Really it was a question that got thrown up while I was working through possible ideas for a project. I'll explain how I got there for interest, but please don't consider this as a request to do anything, I'm just exploring possibilities.
I'm thinking about writing an online home budgeting tool, initially entirely for personal use but toying with the idea of making available if it proves useful (you never know!). On that basis, some of the data could be quite sensitive - especially if the system gets extended to store real transaction data. As a result, I'd like to make sure that data stored in non-volatile storage is at least somewhat protected, ideally using AES with the user's own password as a passphrase (so the administrator of the tool doesn't even have access).

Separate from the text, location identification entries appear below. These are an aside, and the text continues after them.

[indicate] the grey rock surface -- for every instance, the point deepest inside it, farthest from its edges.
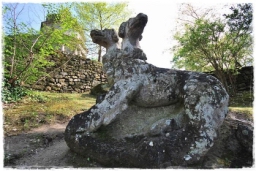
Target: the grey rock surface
(151, 117)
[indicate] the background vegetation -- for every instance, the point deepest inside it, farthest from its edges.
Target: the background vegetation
(208, 42)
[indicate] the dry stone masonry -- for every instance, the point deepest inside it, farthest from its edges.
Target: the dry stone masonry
(71, 74)
(151, 117)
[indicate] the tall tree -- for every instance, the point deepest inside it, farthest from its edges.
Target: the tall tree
(26, 49)
(100, 15)
(218, 45)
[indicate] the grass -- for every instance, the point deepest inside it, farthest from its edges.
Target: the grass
(39, 108)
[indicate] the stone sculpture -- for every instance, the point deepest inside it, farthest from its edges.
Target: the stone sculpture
(151, 117)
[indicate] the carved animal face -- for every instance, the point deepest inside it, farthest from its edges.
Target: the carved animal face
(105, 38)
(134, 27)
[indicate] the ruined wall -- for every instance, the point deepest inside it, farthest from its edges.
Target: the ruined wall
(71, 74)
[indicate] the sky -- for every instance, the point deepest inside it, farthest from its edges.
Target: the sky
(157, 39)
(157, 36)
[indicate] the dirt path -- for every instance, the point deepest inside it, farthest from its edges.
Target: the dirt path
(43, 147)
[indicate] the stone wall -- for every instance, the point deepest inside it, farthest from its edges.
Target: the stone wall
(71, 74)
(77, 74)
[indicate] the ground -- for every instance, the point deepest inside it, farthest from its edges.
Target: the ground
(44, 147)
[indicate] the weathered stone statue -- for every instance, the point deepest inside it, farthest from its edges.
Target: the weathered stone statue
(151, 117)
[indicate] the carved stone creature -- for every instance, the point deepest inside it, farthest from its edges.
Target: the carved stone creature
(153, 117)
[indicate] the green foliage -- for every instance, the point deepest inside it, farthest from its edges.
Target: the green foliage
(222, 46)
(26, 49)
(99, 15)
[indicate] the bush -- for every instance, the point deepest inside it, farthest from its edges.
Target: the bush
(12, 92)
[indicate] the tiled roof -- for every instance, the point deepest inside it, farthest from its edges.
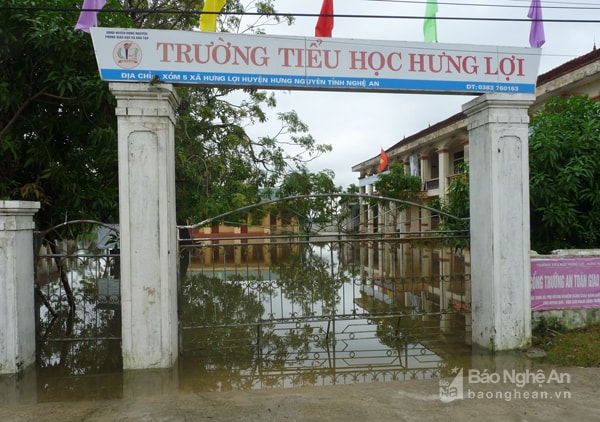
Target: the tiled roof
(555, 73)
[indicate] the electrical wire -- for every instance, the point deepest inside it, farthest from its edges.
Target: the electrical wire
(311, 15)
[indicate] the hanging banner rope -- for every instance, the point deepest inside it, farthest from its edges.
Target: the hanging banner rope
(304, 63)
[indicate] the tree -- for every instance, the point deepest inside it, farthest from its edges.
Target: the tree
(564, 152)
(319, 209)
(57, 123)
(397, 185)
(58, 128)
(455, 209)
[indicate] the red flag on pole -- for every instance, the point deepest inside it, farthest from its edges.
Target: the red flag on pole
(325, 22)
(383, 161)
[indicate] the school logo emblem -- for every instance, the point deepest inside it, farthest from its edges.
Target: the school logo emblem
(127, 54)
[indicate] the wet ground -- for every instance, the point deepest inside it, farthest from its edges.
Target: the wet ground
(154, 396)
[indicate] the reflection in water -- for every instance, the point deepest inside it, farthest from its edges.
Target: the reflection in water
(305, 320)
(302, 320)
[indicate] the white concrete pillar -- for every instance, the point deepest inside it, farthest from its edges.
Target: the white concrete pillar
(499, 195)
(444, 171)
(146, 120)
(17, 297)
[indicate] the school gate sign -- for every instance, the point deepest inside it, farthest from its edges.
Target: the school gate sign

One option would be to use per-column encryption, and I'm aware that MySQL has some limited functions to help with this. This is pretty CPU-intensive (though that can be mitigated with sensible in-memory caching), and also potentially reveals some information (e.g. number of transactions).
Another option would be wholesale database encryption which incurs a one-off CPU hit after which data processing in memory is quite cheap. I spotted the SQLCipher project, but it looks like it's quite a lot of hassle getting a version of the standard Python sqlite3 module compiled with support for this.
So then I was considering a somewhat knock-together solution involving an object-based store serialised out with cPickle and then encrypted to disk with PyCrypto. For this to work sensibly with a web service, however, some sort of locking would be required. Failing locking, I'm sure there would a feasible fallback option if we could rely on the atomicity of a rename operation - however, I'm not sure about even that.
That's where my question came in - if we can't make too many assumptions about the backend then maybe I should stop trying to be too clever (probably the most common failing of software engineers?) and just use MySQL with per-column AES encryption for the sensitive data for now. I'd just have to be a little careful with the schema, as obviously reading hundreds of rows and using AES on each would suck up quite a bit of CPU and I wouldn't want to load the service down with that... But I'm sure there are sensible ways of grouping data such that it can be held in a small number of binary blobs.
I guess actually the cPickle solution could even be used but using MySQL as a back-end instead of the filesystem. Hm. I feel a little unclean for even suggesting it... (^_^)
Anyway, hopefully that gives you some background - but mostly I was curious about what we can and can't assume about the filesystem, and I think "very little" is a perfectly reasonable answer!